On August 27, 2003, Oklahoma's Attorney General, Drew Edmondson, filed a 15-count indictment against Ebbers. The indictment charged that he violated the state's securities laws by defrauding investors on multiple occasions between January 2001 and March 2002. These charges were dropped, with the right to refile retained, on November 20, 2003. An agreement to extend the statute of limitations on these charges, allowing Oklahoma prosecutors time to see the results of federal sentencing, was signed on March 30, 2005.
Federal authorities indicted Ebbers with security fraud and conspiracy charges on March 2, 2004. An amendment to the indictment on May 25, 2004 increased the list of charges to nine felonies: one count each of conspiracy and securities fraud, and seven counts of filing false statements with securities regulators. Ebbers was found guilty of all charges on March 15, 2005.
On July 13, 2005, federal judge Barbara S. Jones, of the U.S. District Court, Southern District of New York in Manhattan, sentenced Ebbers to twenty-five years in a federal prison in Louisiana. Ebbers was allowed to remain free for another year while his appeal was being considered. His conviction was upheld in a federal circuit court on July 28, 2006. On September 6, 2006, the presiding judge ordered him to report to jail on September 26 to start serving his 25-year sentence. Ebbers reported to Oakdale Federal Correctional Institution in Oakdale, Louisiana on September 26, 2006, driving himself to the prison in his Mercedes. He is serving his sentence as inmate #56022-054  in the low-security portion of the complex, which typically houses non-violent offenders and is built more like a school dormitory. The earliest date he can be released is in July 2028, at which time he will be 87 years old.
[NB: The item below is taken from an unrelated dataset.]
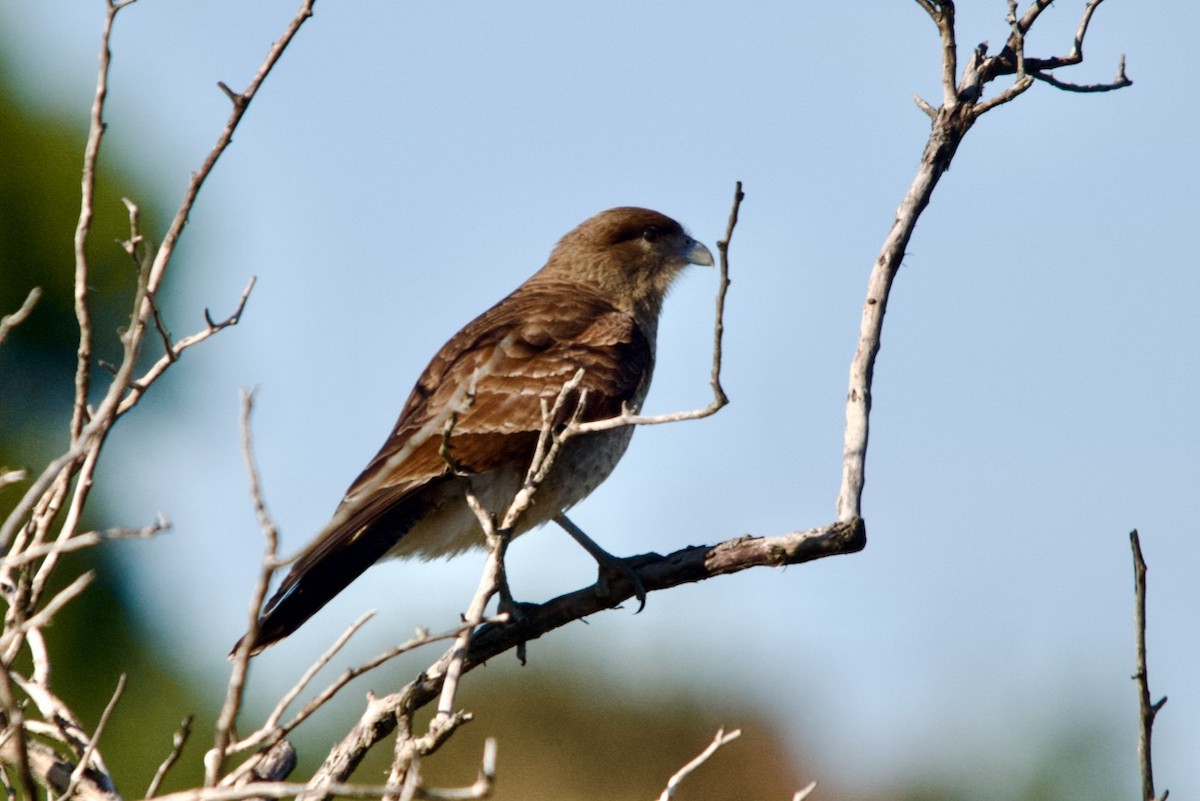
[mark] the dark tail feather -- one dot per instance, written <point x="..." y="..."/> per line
<point x="316" y="579"/>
On October 11, 2002, WorldCom investors brought a class action civil lawsuit against Ebbers and other defendants, alleging injuries as a result of Ebbers' securities fraud violations. Judge Denise Cote of the U.S. District Court for the Southern District of New York ordered the parties in the lawsuit to participate in settlement negotiations. On September 21, 2005, Judge Cote approved the settlement reached by the parties, and dismissed the lawsuit against Ebbers. The parties agreed that Ebbers and his codefendants would distribute over $6.13 billion, plus interest, to over 830,000 individuals and institutions that had held stocks and bonds in WorldCom at the time of its collapse. Under the terms of the settlement, Ebbers agreed to relinquish a significant portion of his assets, including a lavish home in Mississippi, and his interests in a lumber company, a marina, a golf course, a hotel, and thousands of acres of forested real estate. On paper, Ebbers was supposedly left with around $50,000 in known assets after settlement.